HA Active / Passive NFS Cluster
Get a Pair of CentOS 5.5 machines serving up Highly available NFS
I use NFS volumes for all of my production vmware servers. As a result, loosing your NFS server to a hardware failure would be a very bad thing.
We accomplish this using drbd, and heartbeat
This Guide assumes you have two identicaly configured systems, with an empty partition on each node that is un-formatted and ready to go. It also assumes a dedicated crossover connection between network cards on both nodes.
This setup was completed on a CentOS 5.5 system, utilizing the centosplus yum repository for drbd and the fedora epel repository for heartbeat.
Installing
I use epel, centosplus, centos extra yum repositories, after setting them up do:
yum install drbd83 kmod-drbd83 heartbeat
If you want to use the xfs file system (wonderful for big files on big filesystems.. vmware anyone?)
yum install xfsprogs kmod-xfs
DRBD Configuration
You need a blank, unformatted block device, it can be a partition (/dev/sdb1 for example) or it can be a whole block device (/dev/sdb) careful not to use any in use file systems. (it is possible to turn an existing filesystem with existing data into a drbd device, that's another blog)

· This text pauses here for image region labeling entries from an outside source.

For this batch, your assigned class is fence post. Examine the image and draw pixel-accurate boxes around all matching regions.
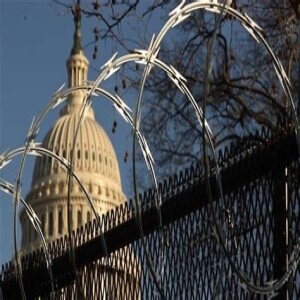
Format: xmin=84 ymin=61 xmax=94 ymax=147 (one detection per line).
xmin=273 ymin=165 xmax=288 ymax=299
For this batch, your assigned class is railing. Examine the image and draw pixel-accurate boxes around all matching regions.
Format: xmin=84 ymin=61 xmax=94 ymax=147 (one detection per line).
xmin=0 ymin=127 xmax=300 ymax=299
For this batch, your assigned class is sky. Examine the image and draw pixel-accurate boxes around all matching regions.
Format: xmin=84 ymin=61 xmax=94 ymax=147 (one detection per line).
xmin=0 ymin=0 xmax=159 ymax=266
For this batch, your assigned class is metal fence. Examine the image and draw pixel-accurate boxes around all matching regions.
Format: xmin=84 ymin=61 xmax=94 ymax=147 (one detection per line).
xmin=0 ymin=127 xmax=300 ymax=299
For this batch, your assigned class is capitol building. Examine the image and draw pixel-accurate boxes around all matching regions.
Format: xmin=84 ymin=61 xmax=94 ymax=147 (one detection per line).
xmin=20 ymin=8 xmax=139 ymax=299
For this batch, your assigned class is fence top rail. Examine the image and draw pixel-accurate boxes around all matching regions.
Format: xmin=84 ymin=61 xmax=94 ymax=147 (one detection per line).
xmin=0 ymin=127 xmax=299 ymax=298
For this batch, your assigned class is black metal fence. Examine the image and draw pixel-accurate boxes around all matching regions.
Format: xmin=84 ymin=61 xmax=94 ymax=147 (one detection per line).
xmin=0 ymin=127 xmax=300 ymax=299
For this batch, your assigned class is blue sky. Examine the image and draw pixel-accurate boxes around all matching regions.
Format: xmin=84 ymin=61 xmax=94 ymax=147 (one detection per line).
xmin=0 ymin=0 xmax=157 ymax=265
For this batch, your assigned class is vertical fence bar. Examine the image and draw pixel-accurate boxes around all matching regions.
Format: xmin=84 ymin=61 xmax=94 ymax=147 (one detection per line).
xmin=273 ymin=165 xmax=288 ymax=299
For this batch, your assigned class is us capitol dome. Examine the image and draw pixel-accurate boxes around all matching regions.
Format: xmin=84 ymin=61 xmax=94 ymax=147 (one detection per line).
xmin=20 ymin=8 xmax=126 ymax=253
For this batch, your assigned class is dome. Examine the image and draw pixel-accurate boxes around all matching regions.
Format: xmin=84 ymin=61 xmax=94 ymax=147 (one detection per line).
xmin=32 ymin=113 xmax=121 ymax=187
xmin=20 ymin=9 xmax=126 ymax=253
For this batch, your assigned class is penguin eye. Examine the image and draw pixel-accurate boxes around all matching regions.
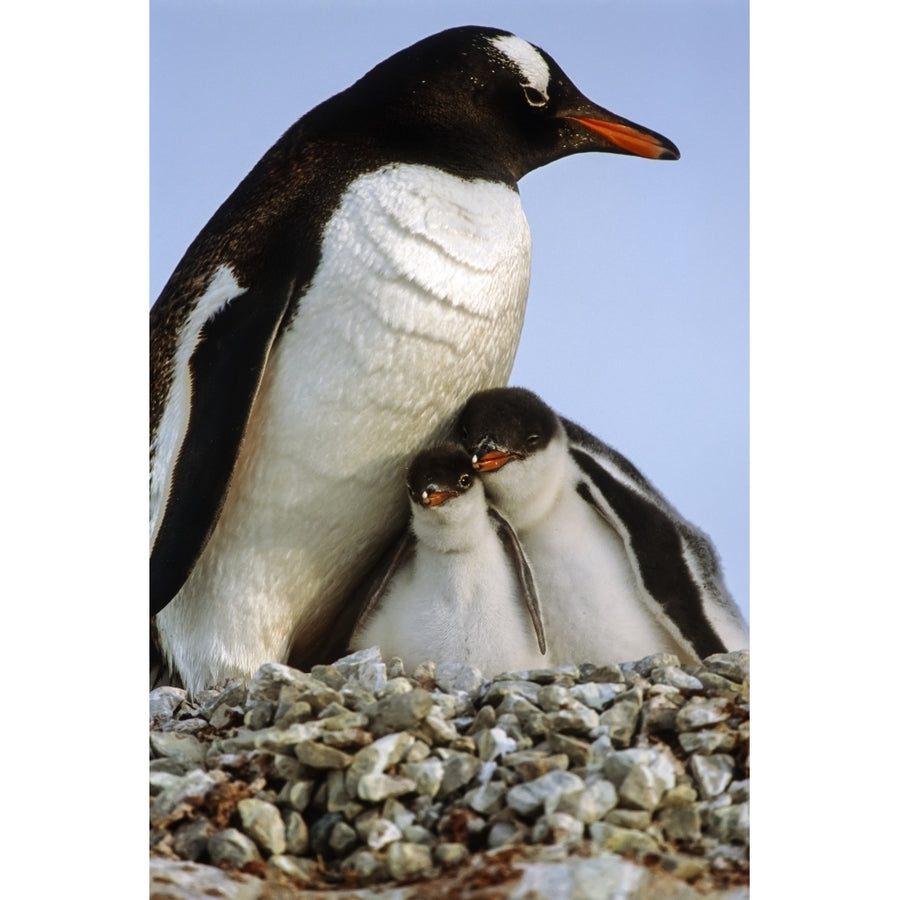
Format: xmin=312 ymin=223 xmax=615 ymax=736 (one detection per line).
xmin=522 ymin=84 xmax=550 ymax=106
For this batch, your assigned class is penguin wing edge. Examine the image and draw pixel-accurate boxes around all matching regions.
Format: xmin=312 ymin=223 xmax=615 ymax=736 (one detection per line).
xmin=488 ymin=506 xmax=547 ymax=655
xmin=150 ymin=278 xmax=290 ymax=616
xmin=350 ymin=528 xmax=416 ymax=646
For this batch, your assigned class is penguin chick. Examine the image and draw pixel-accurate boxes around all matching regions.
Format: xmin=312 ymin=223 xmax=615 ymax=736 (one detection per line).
xmin=350 ymin=444 xmax=546 ymax=677
xmin=456 ymin=388 xmax=748 ymax=665
xmin=150 ymin=27 xmax=678 ymax=693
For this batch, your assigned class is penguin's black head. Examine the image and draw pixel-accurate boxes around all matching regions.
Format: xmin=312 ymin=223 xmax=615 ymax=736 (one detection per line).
xmin=454 ymin=388 xmax=561 ymax=472
xmin=306 ymin=26 xmax=679 ymax=183
xmin=406 ymin=444 xmax=478 ymax=506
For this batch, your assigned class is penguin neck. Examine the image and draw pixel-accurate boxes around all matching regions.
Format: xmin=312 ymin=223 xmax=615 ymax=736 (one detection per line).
xmin=486 ymin=428 xmax=568 ymax=535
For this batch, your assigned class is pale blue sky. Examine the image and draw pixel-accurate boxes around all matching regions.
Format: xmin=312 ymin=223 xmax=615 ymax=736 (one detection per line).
xmin=150 ymin=0 xmax=749 ymax=614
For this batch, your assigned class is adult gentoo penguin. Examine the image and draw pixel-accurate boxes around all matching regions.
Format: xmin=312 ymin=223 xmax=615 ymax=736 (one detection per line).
xmin=150 ymin=27 xmax=678 ymax=691
xmin=350 ymin=444 xmax=546 ymax=677
xmin=456 ymin=388 xmax=748 ymax=665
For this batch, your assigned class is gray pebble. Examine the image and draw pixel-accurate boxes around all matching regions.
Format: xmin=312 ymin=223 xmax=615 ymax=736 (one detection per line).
xmin=387 ymin=841 xmax=431 ymax=881
xmin=531 ymin=812 xmax=584 ymax=844
xmin=506 ymin=770 xmax=584 ymax=816
xmin=356 ymin=772 xmax=416 ymax=803
xmin=366 ymin=688 xmax=434 ymax=737
xmin=598 ymin=688 xmax=644 ymax=747
xmin=675 ymin=697 xmax=729 ymax=731
xmin=328 ymin=822 xmax=357 ymax=856
xmin=150 ymin=685 xmax=187 ymax=723
xmin=434 ymin=842 xmax=469 ymax=866
xmin=437 ymin=753 xmax=481 ymax=797
xmin=150 ymin=731 xmax=206 ymax=768
xmin=400 ymin=759 xmax=444 ymax=797
xmin=364 ymin=818 xmax=403 ymax=850
xmin=237 ymin=797 xmax=285 ymax=854
xmin=691 ymin=753 xmax=734 ymax=800
xmin=206 ymin=828 xmax=261 ymax=869
xmin=434 ymin=662 xmax=484 ymax=694
xmin=589 ymin=822 xmax=660 ymax=854
xmin=282 ymin=809 xmax=309 ymax=856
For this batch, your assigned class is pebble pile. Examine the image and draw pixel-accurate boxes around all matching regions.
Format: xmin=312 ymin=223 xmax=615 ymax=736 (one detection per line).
xmin=150 ymin=648 xmax=750 ymax=890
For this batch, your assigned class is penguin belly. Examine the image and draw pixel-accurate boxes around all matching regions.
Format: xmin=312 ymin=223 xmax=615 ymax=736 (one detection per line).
xmin=354 ymin=542 xmax=547 ymax=678
xmin=157 ymin=165 xmax=531 ymax=692
xmin=519 ymin=490 xmax=685 ymax=665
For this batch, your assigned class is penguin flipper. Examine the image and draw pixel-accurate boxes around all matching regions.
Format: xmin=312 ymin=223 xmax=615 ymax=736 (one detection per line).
xmin=150 ymin=278 xmax=290 ymax=616
xmin=570 ymin=447 xmax=728 ymax=659
xmin=488 ymin=506 xmax=547 ymax=655
xmin=350 ymin=528 xmax=416 ymax=646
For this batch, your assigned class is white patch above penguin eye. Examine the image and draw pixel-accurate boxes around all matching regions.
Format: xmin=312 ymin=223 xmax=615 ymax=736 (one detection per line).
xmin=522 ymin=84 xmax=550 ymax=107
xmin=491 ymin=34 xmax=550 ymax=98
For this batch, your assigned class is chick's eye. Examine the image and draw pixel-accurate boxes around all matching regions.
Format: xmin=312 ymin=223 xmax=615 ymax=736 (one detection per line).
xmin=522 ymin=84 xmax=550 ymax=106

we need to set up the distributed block devices to mirror the main data file systems:
edit /etc/drbd.conf :
global {
usage-count yes;
}
common {
protocol C;
}
resource drbd0 {
device /dev/drbd0;
disk <your_blank_drbd_partition eg: /dev/sdb1>;
meta-disk internal;
handlers {
pri-on-incon-degr "echo o > /proc/sysrq-trigger ; halt -f";
pri-lost-after-sb "echo o > /proc/sysrq-trigger ; halt -f";
local-io-error "echo o > /proc/sysrq-trigger ; halt -f";
split-brain "/usr/lib/drbd/notify-split-brain.sh <your_name@email_server>";
}
startup {
degr-wfc-timeout 120;
}
disk {
on-io-error detach;
no-disk-flushes;
no-md-flushes;
}
net {
cram-hmac-alg "sha1";
shared-secret "HaDxWpLXRIB6dxa54CnV";
after-sb-0pri disconnect;
after-sb-1pri disconnect;
after-sb-2pri disconnect;
rr-conflict disconnect;
}
syncer {
rate 100M;
al-extents 257;
csums-alg sha1;
}
on drbd-lvm-test1 {
address <ip_address_of_node1>:7789;
}
on drbd-lvm-test2 {
address <ip_address_of_node2>:7789;
}
}
then issue these commands on BOTH nodes:
drbdadm create-md drbd0
service drbd start
you can see the device sucessfully created, by issuing:
cat /proc/drbd
Issue the following command on the PRIMARY node (Only one)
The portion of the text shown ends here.